Thursday, February 10, 2011

Figure Skater Ashley Wagner

Anyone that knows me knows that I'm a huge ice-skating fan. I love the Winter Olympics every four years, and I usually try to watch the U.S. Nationals and World competition every year. In fact, when I saw that I was having a little girl at my 20 week ultrasound, I jumped for joy that I would have someone to watch ice-skating with (just like I always did with my mom). Last week, much to my delight, my 2 year-old daughter decided she wanted to watch the "princesses on ice" with me as the U.S. National Figure Skating Championship was televised. We were watching the beautiful 18year-old Ashley Wagner (she was the alternate for the women's team last year at the Olympics) perform when the announcers mentioned that she was back on the ice after being troubled with heart palpitations last year. I kept meaning to google it and finally got around to it today. Ashley developed heart palpitations while in Sofia, Bulgaria last Feb. for the Jr. World Championships. She recalls, "My heart felt like it was about to fall out of my chest. I was dizzy. I couldn't breathe." Her coach explains that they did an EKG at the rink because they couldn't figure out what was wrong. "It was scary at the time," her coach said. Wagner said the problem initially began developing a few weeks before her trip. "It started out very, very mild," she said. "I'd be at home before I left, and I'd be sitting down and I felt like my heart would just stop moving... Then it would kind of beat faster to catch up... Once I got to Bulgaria, I was probably exhausted from the trip also and it just set everything off."
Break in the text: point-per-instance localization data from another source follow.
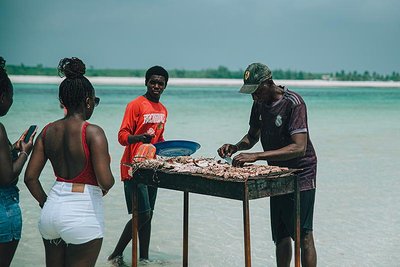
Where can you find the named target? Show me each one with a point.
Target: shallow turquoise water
(356, 135)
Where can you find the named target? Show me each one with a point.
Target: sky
(303, 35)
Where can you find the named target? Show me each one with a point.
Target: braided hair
(5, 83)
(156, 70)
(75, 88)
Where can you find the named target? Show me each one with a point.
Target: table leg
(246, 226)
(185, 228)
(134, 224)
(297, 223)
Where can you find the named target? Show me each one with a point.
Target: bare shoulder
(95, 133)
(94, 129)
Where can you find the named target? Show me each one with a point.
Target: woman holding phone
(12, 160)
(72, 218)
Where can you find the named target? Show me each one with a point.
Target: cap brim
(248, 88)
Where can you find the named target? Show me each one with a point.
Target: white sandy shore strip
(127, 81)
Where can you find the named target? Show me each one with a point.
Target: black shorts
(146, 197)
(282, 214)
Hello, Ashley. Welcome to the crazy heart dance (this one might not be as fun as the dance on ice). Ashley said team doctors told her in Bulgaria that the palpitations were the result of stress and dehydration. After being checked out by the doctors, she went on to place third at Jr. Worlds. Once she got home, she made sure that strucuturally everything was okay with her heart and that she wasn't in any real danger. Now, Ashely says, "I just have to stay hydrated, and I have to stay calm." Wagner has been working on alleviating stress by giving herself down time and taking weekend jogs. She's been making sure to drink plenty of water.
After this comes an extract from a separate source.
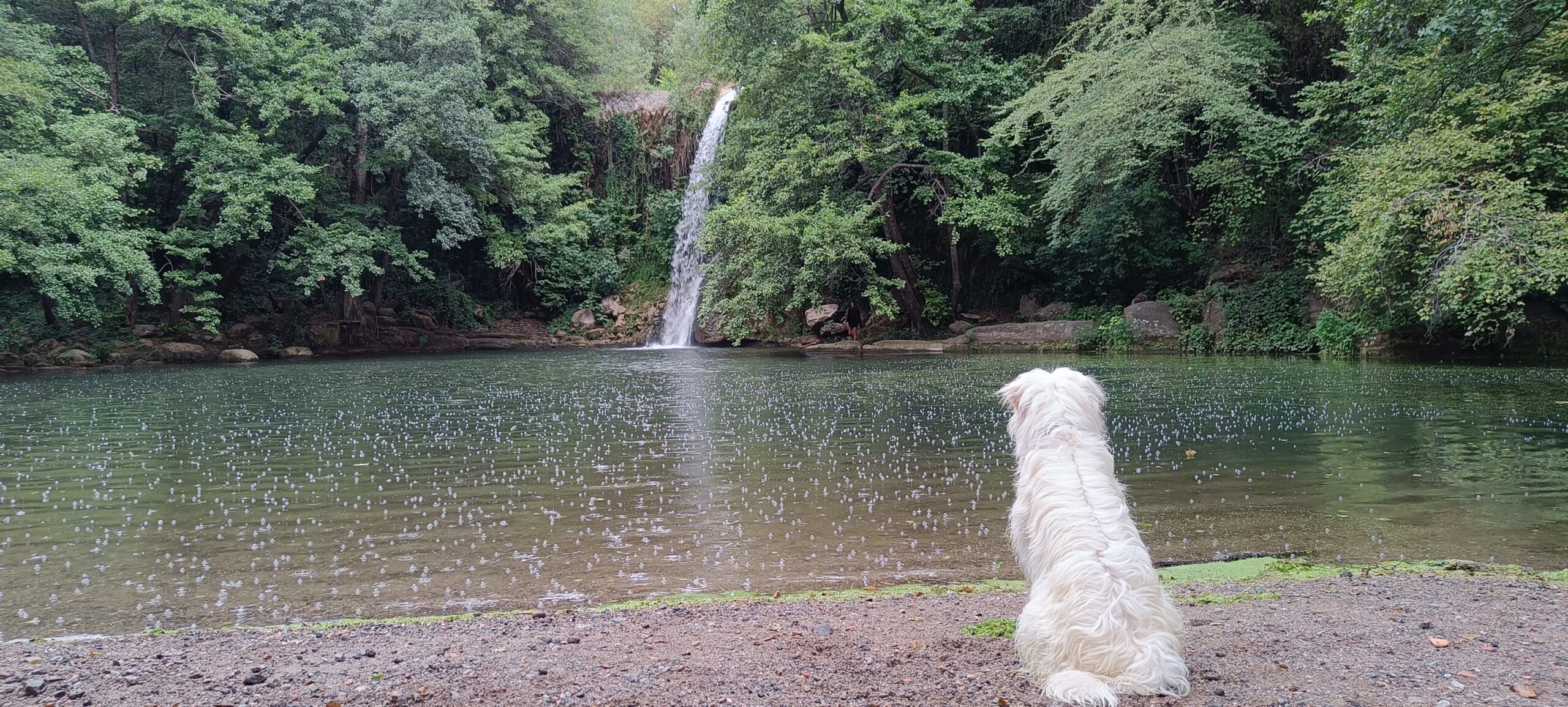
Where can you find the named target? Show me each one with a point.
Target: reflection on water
(432, 485)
What struck me most about Ashley was that yes, heart palpitations can occur in very healthy and fit individuals. Also, they start for many in their late teen years and early 20's. Mine also started when I was 18 and in my first year at college. I'm always so amazed when I hear stories like this one. I'm not alone. And neither are you. So if your palpitations are benign and you have a structurally sound heart, let's do what Ashley does. Stay calm and drink lots of water! And hey, a jog couldn't hurt either.